Marliese Mendel: Richtig. Die GewerkschafterInnen organisierten sich im Untergrund. Sie haben es tatsächlich durchgesetzt, dass während des Austrofaschismus, im Herbst 1936, Betriebsratswahlen durchgeführt wurden. Die sozialdemokratischen BetriebsrätInnen durften allerdings „offiziell“ nicht antreten und die Polizei versuchte, durch überfallsartige Betriebsdurchsuchungen und durch Massenverhaftungen die WählerInnen einzuschüchtern. Trotzdem standen mehr als die Hälfte der gewählten BetriebsrätInnen mit den illegalen Gewerkschaften in Kontakt – aber ihr Aktionsradius war sehr eingeschränkt. 

oegb.at: Diese Betriebsratswahlen waren die letzten Wahlen bis ins Jahr 1945?

Marliese Mendel: Ja. Die Nationalsozialisten schafften die Gewerkschaften ganz ab. Überall galt das Führerprinzip, auch in den Betrieben. Es gab keine Wahlen, keine Mitbestimmung. 

Aber noch vor Kriegsende im Mai 1945 gründeten „Alt-Gewerkschafter“ den Österreichischen Gewerkschaftsbund und es wurden die ersten Betriebsratskörperschaften gewählt. Die älteren österreichischen ArbeitnehmerInnen hatten Demokratie nicht verlernt und erfahren, was es bedeutet, ohne Mitsprachrecht zu sein und in einem autoritären Staat zu überleben. Die Jugend aber war während Faschismus und mit Führerkult aufgewachsen. Deshalb war es eines der ersten Ziele des ÖGB, durch weitreichende Bildungsangebote den Jugendlichen Demokratie zu lehren. 

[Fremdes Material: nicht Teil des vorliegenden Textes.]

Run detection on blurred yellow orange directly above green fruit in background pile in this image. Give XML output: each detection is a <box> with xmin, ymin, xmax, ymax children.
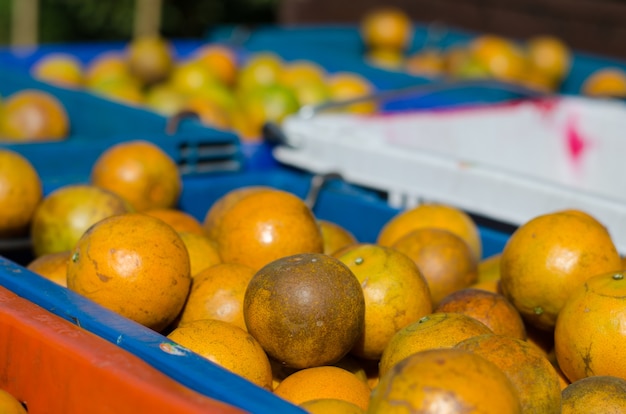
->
<box><xmin>236</xmin><ymin>51</ymin><xmax>285</xmax><ymax>92</ymax></box>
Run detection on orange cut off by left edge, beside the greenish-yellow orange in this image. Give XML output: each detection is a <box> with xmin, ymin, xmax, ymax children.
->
<box><xmin>0</xmin><ymin>148</ymin><xmax>43</xmax><ymax>239</ymax></box>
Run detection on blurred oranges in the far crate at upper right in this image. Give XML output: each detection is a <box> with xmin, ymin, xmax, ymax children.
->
<box><xmin>360</xmin><ymin>6</ymin><xmax>626</xmax><ymax>98</ymax></box>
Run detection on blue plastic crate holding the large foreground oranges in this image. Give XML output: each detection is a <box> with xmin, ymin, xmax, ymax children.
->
<box><xmin>0</xmin><ymin>169</ymin><xmax>509</xmax><ymax>414</ymax></box>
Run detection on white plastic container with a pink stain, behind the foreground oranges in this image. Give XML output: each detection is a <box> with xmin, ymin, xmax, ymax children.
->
<box><xmin>274</xmin><ymin>97</ymin><xmax>626</xmax><ymax>252</ymax></box>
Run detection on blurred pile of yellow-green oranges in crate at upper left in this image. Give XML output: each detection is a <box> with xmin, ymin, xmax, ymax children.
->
<box><xmin>31</xmin><ymin>36</ymin><xmax>376</xmax><ymax>141</ymax></box>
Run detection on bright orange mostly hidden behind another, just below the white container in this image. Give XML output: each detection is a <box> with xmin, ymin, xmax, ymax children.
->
<box><xmin>376</xmin><ymin>203</ymin><xmax>482</xmax><ymax>260</ymax></box>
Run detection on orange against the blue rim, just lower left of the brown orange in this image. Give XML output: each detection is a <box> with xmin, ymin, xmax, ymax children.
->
<box><xmin>167</xmin><ymin>319</ymin><xmax>272</xmax><ymax>390</ymax></box>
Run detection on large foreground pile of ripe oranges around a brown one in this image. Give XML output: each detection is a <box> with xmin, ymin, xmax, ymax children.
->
<box><xmin>0</xmin><ymin>131</ymin><xmax>626</xmax><ymax>413</ymax></box>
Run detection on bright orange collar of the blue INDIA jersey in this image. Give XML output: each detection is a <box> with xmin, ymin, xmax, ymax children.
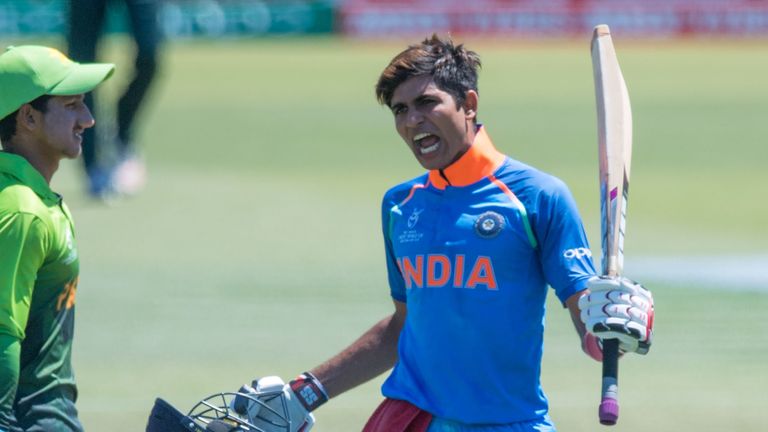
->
<box><xmin>429</xmin><ymin>126</ymin><xmax>506</xmax><ymax>189</ymax></box>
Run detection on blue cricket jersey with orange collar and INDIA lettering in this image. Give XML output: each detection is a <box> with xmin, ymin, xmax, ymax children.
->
<box><xmin>382</xmin><ymin>127</ymin><xmax>595</xmax><ymax>424</ymax></box>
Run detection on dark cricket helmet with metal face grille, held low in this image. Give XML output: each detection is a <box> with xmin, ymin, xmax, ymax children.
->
<box><xmin>146</xmin><ymin>385</ymin><xmax>291</xmax><ymax>432</ymax></box>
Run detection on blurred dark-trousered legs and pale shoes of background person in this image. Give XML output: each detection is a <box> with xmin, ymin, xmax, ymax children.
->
<box><xmin>67</xmin><ymin>0</ymin><xmax>161</xmax><ymax>199</ymax></box>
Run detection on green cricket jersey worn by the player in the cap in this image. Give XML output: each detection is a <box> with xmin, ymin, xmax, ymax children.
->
<box><xmin>0</xmin><ymin>152</ymin><xmax>82</xmax><ymax>431</ymax></box>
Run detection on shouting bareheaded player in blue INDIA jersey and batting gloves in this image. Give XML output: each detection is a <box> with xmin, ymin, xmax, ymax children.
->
<box><xmin>230</xmin><ymin>36</ymin><xmax>653</xmax><ymax>432</ymax></box>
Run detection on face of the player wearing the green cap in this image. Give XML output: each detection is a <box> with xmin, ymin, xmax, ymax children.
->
<box><xmin>36</xmin><ymin>94</ymin><xmax>96</xmax><ymax>159</ymax></box>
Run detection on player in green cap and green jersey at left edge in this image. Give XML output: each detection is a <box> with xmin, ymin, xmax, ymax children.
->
<box><xmin>0</xmin><ymin>45</ymin><xmax>114</xmax><ymax>432</ymax></box>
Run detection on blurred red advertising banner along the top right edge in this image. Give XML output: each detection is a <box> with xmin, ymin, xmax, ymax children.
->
<box><xmin>338</xmin><ymin>0</ymin><xmax>768</xmax><ymax>37</ymax></box>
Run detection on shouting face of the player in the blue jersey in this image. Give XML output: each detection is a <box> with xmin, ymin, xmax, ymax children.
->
<box><xmin>390</xmin><ymin>75</ymin><xmax>477</xmax><ymax>170</ymax></box>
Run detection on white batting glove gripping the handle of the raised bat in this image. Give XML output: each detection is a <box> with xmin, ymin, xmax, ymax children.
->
<box><xmin>579</xmin><ymin>276</ymin><xmax>653</xmax><ymax>354</ymax></box>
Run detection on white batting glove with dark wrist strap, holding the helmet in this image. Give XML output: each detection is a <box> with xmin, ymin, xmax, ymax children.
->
<box><xmin>233</xmin><ymin>372</ymin><xmax>328</xmax><ymax>432</ymax></box>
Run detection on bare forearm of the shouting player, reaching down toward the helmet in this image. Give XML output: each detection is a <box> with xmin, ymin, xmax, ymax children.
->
<box><xmin>311</xmin><ymin>304</ymin><xmax>405</xmax><ymax>398</ymax></box>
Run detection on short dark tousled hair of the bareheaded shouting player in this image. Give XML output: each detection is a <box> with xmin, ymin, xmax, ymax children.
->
<box><xmin>376</xmin><ymin>34</ymin><xmax>481</xmax><ymax>108</ymax></box>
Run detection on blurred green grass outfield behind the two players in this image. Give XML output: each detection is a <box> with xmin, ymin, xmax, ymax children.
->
<box><xmin>7</xmin><ymin>35</ymin><xmax>768</xmax><ymax>432</ymax></box>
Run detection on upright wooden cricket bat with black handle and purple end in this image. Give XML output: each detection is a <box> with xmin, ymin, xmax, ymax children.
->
<box><xmin>591</xmin><ymin>24</ymin><xmax>632</xmax><ymax>425</ymax></box>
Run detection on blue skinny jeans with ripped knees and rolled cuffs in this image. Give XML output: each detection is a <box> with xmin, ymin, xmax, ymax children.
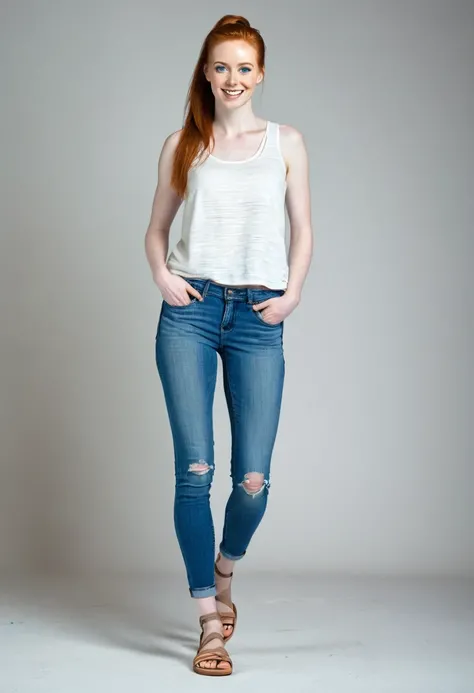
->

oegb.at: Gehen aus dem Demokratiemonitor auch positive Effekte hervor?

Es geht hervor, dass sich seit 2018 zwar um vier Prozent mehr ÖsterreicherInnen einen „starken Führer“ wünschen, aber auch, dass immer mehr junge Menschen sich über Politik austauschen, sich Nationalratssitzungen anschauen und neun von zehn Befragte spontan zumindest ein politisches Thema nennen, das ihnen am Herzen liegt. Eines davon ist Soziales und Soziale Gerechtigkeit.